Tramiel i jego trzech synów zakładją własną firmie "Tramel Technology Ltd" (tak, jej nazwa jest bez litery "i") która ma w jego zamyśle stworzyć komputer domowy, nowej generacji. Pod koniec maja 1984 roku Jack Tramiel wynajął kilka pomieszczeń w jednym z kompleksów w Sunnyvale i zespół Tramel Technology Ltd. pod przewodnictwem Shiraz Shivji rozpoczął prace nad komputerem o roboczej nazwie "Rock Bottom Price", który miał powstać w oparciu o 32‑bitowy procesor National Semicondctor NS32032.

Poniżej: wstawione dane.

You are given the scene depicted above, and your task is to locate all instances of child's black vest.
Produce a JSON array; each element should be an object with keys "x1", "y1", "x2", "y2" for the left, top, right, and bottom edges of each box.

Dokładnie wiedzieliśmy jaki komputer projektujemy i było to już w naszych głowach. Wiedzieliśmy, co chcieliśmy mieć w silniku obliczeniowym, co powinno znaleźć się w interfejsie użytkownika. Jeżeli chcieliśmy mieć system okien, to będziemy musieli przygotować bitmapową grafikę. Wszystkie te parametry zostały ustalone przed przejęciem pomysłu na zaawansowany komputer, 16/32-bit. Dobra grafika, dobry dźwięk, MIDI, całość. Komputer do zabawy ale z najnowszą technologią i oprogramowaniem. Shiraz Shivji

Procesor NS32032 posiadał 32‑bitową szynę danych i 24‑bitową szynę adresową. Była to konstrukcja bardzo zbliżona do Motoroli 68008. Procesor zaprezentowano w 1984 roku jako procesor nowej generacji przeznaczony dla komputerów IBM i właśnie w ten rynek celował National Semiconductor. Nowa, niewielka firma Tramel Technology Ltd była zwyczajnie ignorowana przez producenta NS32032 i z trudem zdobyła kilka egzemplarzy procesorów.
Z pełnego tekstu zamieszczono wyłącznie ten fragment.